We begin by carefully capturing images of the diamond core using specialised techniques. Our skilled geologists then painstakingly record details such as lithography, petrology, structural dip, and grain size. To gain a comprehensive understanding of the deposit, we conduct measurements for moisture content, bulk density, and compressive strength.

We employ our automated saw to quarter the core length-wise. One of these quarters is dispatched to a laboratory for in-depth chemical analysis, while the remaining halves find their place in our “core library” for future reference and study.

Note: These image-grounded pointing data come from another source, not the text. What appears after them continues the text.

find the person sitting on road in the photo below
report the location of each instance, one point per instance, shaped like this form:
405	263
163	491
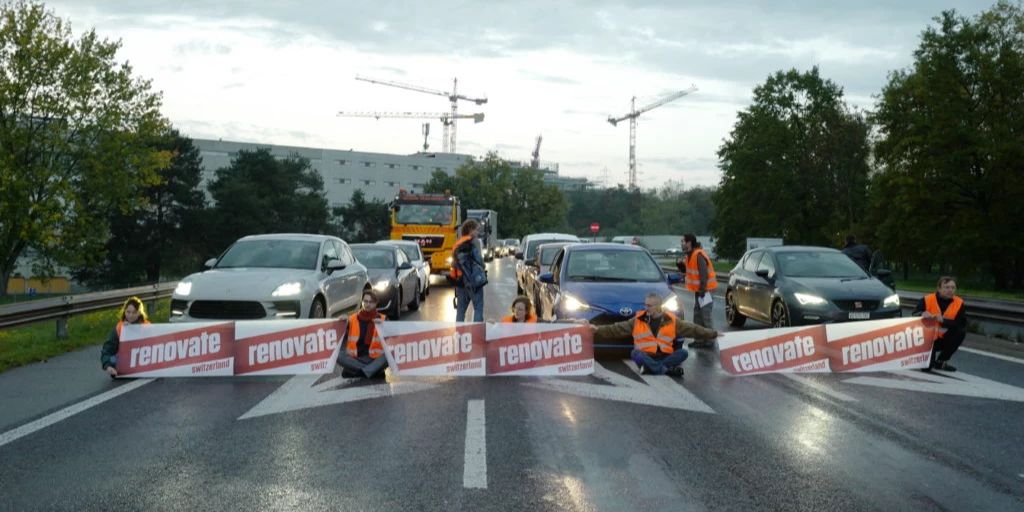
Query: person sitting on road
522	311
364	352
654	333
133	311
945	308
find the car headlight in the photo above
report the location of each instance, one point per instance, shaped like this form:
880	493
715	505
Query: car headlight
806	299
571	303
288	290
183	289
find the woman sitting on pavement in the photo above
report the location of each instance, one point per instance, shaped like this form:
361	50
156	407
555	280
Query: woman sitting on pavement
131	312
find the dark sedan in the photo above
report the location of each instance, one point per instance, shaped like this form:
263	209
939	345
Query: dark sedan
603	284
391	274
797	285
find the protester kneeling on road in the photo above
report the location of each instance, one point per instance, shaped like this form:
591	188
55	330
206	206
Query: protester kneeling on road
132	311
364	353
947	309
654	333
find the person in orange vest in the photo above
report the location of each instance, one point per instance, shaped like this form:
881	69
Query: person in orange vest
363	353
654	333
132	311
522	311
947	309
699	279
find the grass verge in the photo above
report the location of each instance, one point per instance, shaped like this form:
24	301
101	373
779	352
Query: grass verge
39	342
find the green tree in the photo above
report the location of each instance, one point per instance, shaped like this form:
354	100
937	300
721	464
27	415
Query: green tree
169	221
77	138
363	220
951	148
523	202
260	194
795	166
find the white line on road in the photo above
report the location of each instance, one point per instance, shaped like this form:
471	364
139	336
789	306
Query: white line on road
474	474
990	354
64	414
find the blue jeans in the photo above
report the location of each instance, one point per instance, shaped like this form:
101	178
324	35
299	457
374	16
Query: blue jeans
658	366
463	296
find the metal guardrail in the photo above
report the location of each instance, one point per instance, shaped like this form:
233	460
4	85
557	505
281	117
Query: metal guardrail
60	308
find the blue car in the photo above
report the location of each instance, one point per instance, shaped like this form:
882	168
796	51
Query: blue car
604	284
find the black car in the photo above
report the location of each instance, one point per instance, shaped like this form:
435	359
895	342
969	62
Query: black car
392	276
799	285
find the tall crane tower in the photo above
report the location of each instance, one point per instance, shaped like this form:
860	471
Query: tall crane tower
445	119
632	116
453	96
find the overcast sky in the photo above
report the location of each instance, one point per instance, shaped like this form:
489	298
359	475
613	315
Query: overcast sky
278	72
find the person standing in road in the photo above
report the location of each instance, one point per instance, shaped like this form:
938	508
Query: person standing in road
131	312
654	332
700	280
945	308
468	273
364	352
859	253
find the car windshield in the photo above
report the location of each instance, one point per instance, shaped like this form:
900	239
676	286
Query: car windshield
374	258
817	264
424	214
270	254
612	265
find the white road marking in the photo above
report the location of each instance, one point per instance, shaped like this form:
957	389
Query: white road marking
474	472
990	354
64	414
817	386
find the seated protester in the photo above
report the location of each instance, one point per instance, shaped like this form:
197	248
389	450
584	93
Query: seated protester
947	309
654	333
364	352
522	311
131	312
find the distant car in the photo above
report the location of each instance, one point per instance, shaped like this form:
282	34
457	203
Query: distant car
527	251
415	255
266	276
798	285
603	284
393	278
540	264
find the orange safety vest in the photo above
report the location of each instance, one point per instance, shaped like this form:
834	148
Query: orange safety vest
693	274
352	347
644	340
530	318
932	306
456	272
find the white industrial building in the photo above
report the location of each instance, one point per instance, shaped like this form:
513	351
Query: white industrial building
379	175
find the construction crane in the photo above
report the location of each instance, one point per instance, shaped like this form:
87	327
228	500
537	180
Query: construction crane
454	97
535	163
445	119
632	116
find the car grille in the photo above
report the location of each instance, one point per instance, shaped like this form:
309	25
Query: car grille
857	305
226	309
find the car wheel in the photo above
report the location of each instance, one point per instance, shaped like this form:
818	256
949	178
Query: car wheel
732	314
413	306
317	310
779	314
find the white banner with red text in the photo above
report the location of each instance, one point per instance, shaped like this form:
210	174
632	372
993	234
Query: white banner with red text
855	346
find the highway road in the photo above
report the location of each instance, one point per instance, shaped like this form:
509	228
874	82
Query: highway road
73	439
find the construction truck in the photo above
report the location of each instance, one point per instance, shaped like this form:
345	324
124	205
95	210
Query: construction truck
487	232
432	221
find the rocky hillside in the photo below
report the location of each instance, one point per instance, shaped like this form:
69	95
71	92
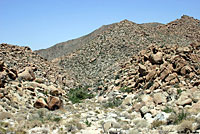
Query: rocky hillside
67	47
118	42
26	80
156	90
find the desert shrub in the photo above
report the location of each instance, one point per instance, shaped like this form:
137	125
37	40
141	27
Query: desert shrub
168	110
157	123
113	103
75	95
125	89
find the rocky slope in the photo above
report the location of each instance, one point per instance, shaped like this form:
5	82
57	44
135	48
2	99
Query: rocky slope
155	91
119	41
67	47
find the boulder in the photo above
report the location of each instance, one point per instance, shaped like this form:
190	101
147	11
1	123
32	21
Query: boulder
1	66
27	74
185	70
156	58
142	70
54	103
171	77
159	98
40	103
54	91
151	75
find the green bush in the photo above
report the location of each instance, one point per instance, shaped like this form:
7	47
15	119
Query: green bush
88	123
177	118
113	103
80	93
125	89
168	110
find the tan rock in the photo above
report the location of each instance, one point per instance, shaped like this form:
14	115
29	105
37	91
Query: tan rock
40	103
1	65
147	99
54	91
156	58
185	70
171	77
184	99
183	49
39	80
142	70
188	101
159	98
54	103
137	106
164	74
150	75
1	83
27	74
1	95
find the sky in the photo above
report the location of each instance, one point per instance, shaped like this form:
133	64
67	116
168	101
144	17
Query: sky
40	24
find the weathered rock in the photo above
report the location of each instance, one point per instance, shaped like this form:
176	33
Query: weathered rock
1	65
188	101
54	91
144	110
151	75
142	70
156	58
27	74
159	98
185	70
171	77
54	103
40	103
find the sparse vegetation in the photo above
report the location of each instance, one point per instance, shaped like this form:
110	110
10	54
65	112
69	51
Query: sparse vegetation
88	123
80	93
113	103
157	123
126	89
176	118
168	110
179	91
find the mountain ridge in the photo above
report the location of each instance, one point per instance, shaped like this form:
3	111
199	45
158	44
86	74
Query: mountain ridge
117	42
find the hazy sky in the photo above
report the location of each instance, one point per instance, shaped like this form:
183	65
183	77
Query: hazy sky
43	23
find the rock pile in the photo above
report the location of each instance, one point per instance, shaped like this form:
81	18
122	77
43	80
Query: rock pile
119	41
160	84
26	83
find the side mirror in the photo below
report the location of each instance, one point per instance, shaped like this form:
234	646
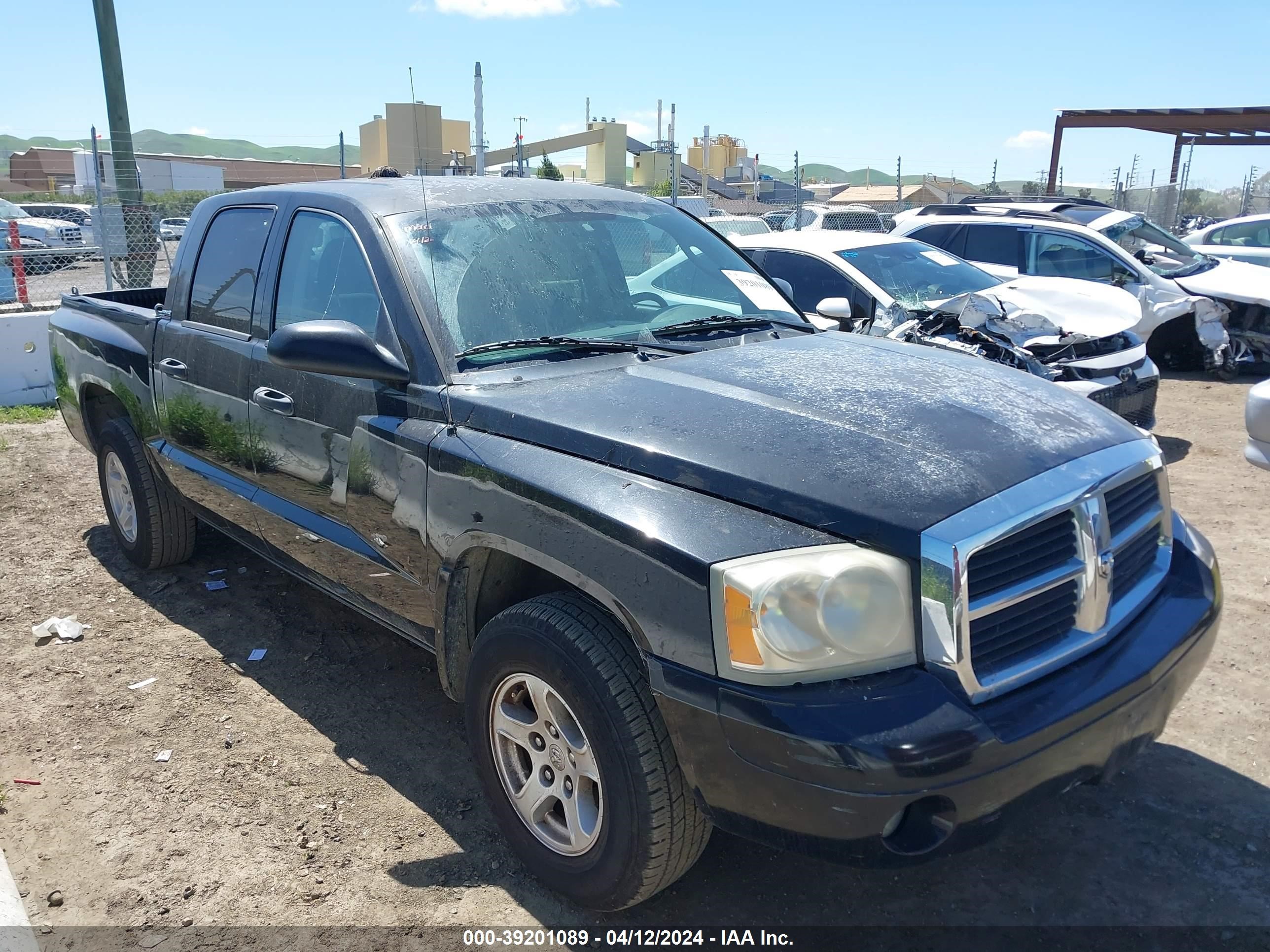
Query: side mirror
1256	419
836	307
338	348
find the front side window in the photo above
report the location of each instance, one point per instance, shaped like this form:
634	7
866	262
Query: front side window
229	262
596	268
992	244
1156	248
1058	256
324	276
915	273
1250	234
812	280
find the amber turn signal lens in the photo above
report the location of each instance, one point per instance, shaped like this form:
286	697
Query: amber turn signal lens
741	627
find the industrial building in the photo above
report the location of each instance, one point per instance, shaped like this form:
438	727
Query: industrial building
413	137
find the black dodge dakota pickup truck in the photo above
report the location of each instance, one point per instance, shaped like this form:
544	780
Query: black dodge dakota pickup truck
686	560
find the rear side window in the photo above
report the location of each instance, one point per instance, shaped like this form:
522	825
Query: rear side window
993	244
325	276
229	262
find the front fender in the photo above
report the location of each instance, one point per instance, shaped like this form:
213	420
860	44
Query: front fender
638	546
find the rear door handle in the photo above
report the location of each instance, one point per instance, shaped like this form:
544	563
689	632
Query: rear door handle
274	400
173	369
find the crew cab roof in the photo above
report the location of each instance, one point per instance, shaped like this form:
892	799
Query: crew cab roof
819	241
416	193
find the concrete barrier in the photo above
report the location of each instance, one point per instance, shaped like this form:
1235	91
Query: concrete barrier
26	373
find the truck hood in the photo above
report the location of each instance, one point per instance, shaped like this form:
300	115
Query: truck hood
867	439
1231	281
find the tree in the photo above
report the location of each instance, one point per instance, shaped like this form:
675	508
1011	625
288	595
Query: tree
549	170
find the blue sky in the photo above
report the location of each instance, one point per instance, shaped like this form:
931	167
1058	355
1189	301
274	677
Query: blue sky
958	87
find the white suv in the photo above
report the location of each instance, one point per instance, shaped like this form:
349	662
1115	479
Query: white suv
1188	299
830	217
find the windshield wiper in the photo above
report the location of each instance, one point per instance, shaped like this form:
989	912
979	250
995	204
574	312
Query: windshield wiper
729	320
565	343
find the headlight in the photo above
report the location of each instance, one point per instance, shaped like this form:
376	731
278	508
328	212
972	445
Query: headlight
812	615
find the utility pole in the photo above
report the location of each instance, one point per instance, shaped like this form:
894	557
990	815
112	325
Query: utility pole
100	230
675	164
138	228
479	117
798	195
520	144
705	166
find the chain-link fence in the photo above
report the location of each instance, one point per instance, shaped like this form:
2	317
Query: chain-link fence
55	243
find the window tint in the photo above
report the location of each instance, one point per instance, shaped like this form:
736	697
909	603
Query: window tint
1250	234
324	276
225	276
938	235
812	280
1053	256
992	244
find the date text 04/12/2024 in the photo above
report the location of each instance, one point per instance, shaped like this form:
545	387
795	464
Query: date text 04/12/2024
623	937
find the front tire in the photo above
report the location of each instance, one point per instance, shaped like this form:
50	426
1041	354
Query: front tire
146	517
574	757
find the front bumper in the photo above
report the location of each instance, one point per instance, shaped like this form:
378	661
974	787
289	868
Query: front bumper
892	767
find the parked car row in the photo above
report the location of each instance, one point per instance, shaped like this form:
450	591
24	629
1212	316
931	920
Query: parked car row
685	559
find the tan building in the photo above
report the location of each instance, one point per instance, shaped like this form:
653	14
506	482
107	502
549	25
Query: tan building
652	168
724	151
934	191
413	137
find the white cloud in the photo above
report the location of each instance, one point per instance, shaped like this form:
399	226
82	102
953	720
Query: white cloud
512	9
1029	139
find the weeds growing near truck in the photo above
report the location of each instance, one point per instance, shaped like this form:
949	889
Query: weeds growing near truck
27	414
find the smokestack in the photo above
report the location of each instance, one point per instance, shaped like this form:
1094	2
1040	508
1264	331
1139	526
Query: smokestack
481	122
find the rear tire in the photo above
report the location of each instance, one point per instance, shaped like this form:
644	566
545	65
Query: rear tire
577	660
148	519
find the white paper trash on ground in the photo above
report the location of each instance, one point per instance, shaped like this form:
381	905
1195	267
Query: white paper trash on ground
63	629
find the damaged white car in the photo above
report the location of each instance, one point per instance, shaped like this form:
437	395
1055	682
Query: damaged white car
1072	333
1198	311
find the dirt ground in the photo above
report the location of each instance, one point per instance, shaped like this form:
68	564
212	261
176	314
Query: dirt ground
331	783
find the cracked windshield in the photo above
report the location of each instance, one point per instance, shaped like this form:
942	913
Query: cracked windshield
599	271
917	274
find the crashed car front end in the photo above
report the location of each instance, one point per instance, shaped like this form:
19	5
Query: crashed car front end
1113	370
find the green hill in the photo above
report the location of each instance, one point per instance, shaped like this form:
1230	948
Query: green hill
186	144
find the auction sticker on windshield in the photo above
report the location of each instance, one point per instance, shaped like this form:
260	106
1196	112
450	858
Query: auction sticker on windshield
940	258
762	295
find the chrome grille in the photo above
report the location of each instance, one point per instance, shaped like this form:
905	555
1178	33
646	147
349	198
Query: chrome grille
1038	549
1046	572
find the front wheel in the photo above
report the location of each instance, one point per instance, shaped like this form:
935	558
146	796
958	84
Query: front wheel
574	757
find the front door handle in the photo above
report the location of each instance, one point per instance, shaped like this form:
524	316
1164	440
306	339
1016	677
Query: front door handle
274	400
173	369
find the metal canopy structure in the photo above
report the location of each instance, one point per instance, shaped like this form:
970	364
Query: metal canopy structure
1240	126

Moving on to our RC samples, they undergo processing in our state-of-the-art sample preparation laboratory. Our geologists log a chip sample from each metre of drilling, preserving them in a chip tray library. The samples are carefully dried and split into representative sub-samples, which are then sent to an independent laboratory for chemical assay.

Ensuring the accuracy of our data is paramount, and our rigorous quality control process involves multiple independent checks. Once all the data is gathered, it is meticulously compiled into a comprehensive database. Our talented in-house geologists and mining engineers then employ sophisticated modelling techniques to map the continuity of the deposit. This includes crucial steps like “wireframing” and “domaining” to outline the zones containing minable material. Subsequently, we developed a detailed quarry design and a detailed mining schedule, over its anticipated 30-year lifespan.